Japanese are munching their way through more chocolate than ever, but local manufacturers are not satisfied and have launched a string of new products and positive health campaigns to target the country’s sweet tooth.

A campaign to change the belief that chocolate is bad for you as well as new types of tempting snacks helped push chocolate consumption to a record high last year, industry officials say.

But despite some success, Japanese makers have their work cut out persuading people to eat more chocolate instead of traditional sweets, whose light taste is more in tune with the nation’s palate, industry experts say.

On average, Japanese ate 1.7 kg of chocolate per person in 1999, up from 1.62 kg the previous year and passing the previous peak of 1.67 kg in 1991, according to the All Nippon Kashi Association, an industry body.

Japanese chocolate output rose 5.3 percent to 200,600 tons in 1999, with retail sales worth 416 billion yen, up 5.2 percent, and bucking a slide in confectionery production as recession-weary consumers remained thrifty.

Industry officials expect consumption to rise again this year as producers try to close the still huge gap with European and U.S. levels of consumption.

The Swiss are the world’s biggest chocolate eaters, devouring an average 9.7 kg a year, followed by Germans, who chomp through 8.5 kg, and Americans, who gobble up 5.3 kg.

Manufacturers have turned to science to try to change habits, bombarding the public with advertisements proclaiming the potential health benefits of chocolate, though most doctors and dentists would probably disagree.

The campaign is based on scientific evidence from the mid-1990s showing that polyphenol, a natural antioxidant in cocoa beans as well as red wine, can lower cholesterol and fat levels.

“Consumption rose last year as the industry’s campaign stressing the health benefits of chocolate finally had an effect,” said Fumio Sukegawa, director of the Chocolate and Cocoa Association of Japan.

Manufacturers have capitalized by making products with high polyphenol content and adding names such as “Benefits of Cocoa.”

To entice more buyers, even during the hot summer, Japan’s five major chocolate makers — Meiji Seika Kaisha Ltd., Lotte Co., Morinaga & Co, Ezaki Glico Co. and Fujiya Co. — are constantly coming up with new products.

“In Japan, chocolate sales during summer are about half of average monthly sales,” said Yukio Kuwada, manager at Meiji Seika’s product planning department.

In an attempt to boost summer sales, Meiji, Japan’s top producer, has come up with a new kind of chocolate that is as cold as ice cream.
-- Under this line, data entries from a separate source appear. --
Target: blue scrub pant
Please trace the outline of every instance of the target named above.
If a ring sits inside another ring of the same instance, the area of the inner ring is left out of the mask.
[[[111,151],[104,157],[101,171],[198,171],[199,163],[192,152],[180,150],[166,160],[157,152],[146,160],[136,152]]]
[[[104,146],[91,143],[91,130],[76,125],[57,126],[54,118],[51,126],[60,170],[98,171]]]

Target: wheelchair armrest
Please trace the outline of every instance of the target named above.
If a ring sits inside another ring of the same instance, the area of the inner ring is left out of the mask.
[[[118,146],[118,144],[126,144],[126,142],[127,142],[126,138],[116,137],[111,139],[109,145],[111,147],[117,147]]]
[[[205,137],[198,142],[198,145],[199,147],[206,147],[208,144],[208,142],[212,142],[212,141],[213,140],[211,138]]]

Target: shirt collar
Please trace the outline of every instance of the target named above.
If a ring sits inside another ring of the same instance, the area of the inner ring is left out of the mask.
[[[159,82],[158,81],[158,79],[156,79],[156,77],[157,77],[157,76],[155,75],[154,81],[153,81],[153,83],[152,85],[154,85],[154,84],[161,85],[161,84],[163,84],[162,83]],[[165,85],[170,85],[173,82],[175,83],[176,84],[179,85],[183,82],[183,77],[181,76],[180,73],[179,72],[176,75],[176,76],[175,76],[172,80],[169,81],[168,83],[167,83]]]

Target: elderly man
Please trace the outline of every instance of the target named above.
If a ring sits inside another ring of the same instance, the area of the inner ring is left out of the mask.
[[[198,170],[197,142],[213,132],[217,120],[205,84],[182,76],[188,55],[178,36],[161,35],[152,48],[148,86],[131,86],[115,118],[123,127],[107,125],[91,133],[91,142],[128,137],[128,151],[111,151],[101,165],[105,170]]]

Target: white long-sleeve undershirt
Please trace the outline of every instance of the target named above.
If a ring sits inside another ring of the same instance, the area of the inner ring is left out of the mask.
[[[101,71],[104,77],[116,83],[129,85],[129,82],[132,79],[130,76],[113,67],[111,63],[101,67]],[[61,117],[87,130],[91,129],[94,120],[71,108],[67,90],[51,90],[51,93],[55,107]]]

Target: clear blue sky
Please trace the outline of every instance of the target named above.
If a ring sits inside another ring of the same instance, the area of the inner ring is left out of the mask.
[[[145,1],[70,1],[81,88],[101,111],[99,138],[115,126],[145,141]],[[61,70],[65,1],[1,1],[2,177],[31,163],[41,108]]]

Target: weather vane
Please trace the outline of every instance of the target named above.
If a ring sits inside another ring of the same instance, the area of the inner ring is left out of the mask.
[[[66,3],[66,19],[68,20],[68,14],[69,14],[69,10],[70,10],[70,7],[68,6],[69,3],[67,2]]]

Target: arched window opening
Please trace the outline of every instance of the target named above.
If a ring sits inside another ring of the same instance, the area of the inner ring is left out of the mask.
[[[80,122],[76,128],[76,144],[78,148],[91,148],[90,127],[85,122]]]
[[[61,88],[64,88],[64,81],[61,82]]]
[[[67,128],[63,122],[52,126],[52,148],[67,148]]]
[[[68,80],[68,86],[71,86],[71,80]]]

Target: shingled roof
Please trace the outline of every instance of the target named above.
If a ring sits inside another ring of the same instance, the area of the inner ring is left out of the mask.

To keep it soft in the refrigerator, vegetable fat, including palm and rapeseed oils, is added to cocoa butter.

The latest chocolate hit is a cocoa-flavor stick biscuit coated with whipped chocolate that is as light as mousse.

The new snack was first launched by Meiji last September, followed by Ezaki Glico in January.

Meiji’s product, Fran, notched up sales of nearly 7 billion yen in nine months, while Ezaki was forced to halt sales of its Mousse Pocky a few weeks after starting marketing because it could not keep up with demand.

Traders expect such efforts to help chocolate production post a modest rise this year.

The five major companies account for about 70 percent of the domestic market, and although foreign makers have stepped up efforts to boost sales, they have had little success so far.

The share of foreign chocolate in the Japanese market fell to 7.5 percent last year from a recent high of 8.5 percent in 1997.

A major reason — and the big hurdle faced by domestic makers — is the choice Japanese have when it comes to sweets.

Japanese sweets such as “wagashi,” which is mainly made of rice and red beans, account for the biggest share of Japan’s total confectionery market, at 18 percent. Chocolate takes about 10 percent, according to the All Nippon Kashi Association.

“Foreign makers say they wonder why rich Japanese don’t eat foreign chocolate,” said Sukegawa of the Chocolate Association.

“The chocolate industry has big rivals, such as wagashi and rice cakes . . . Japanese are rice-eating people and prefer lighter-tasting sweets.”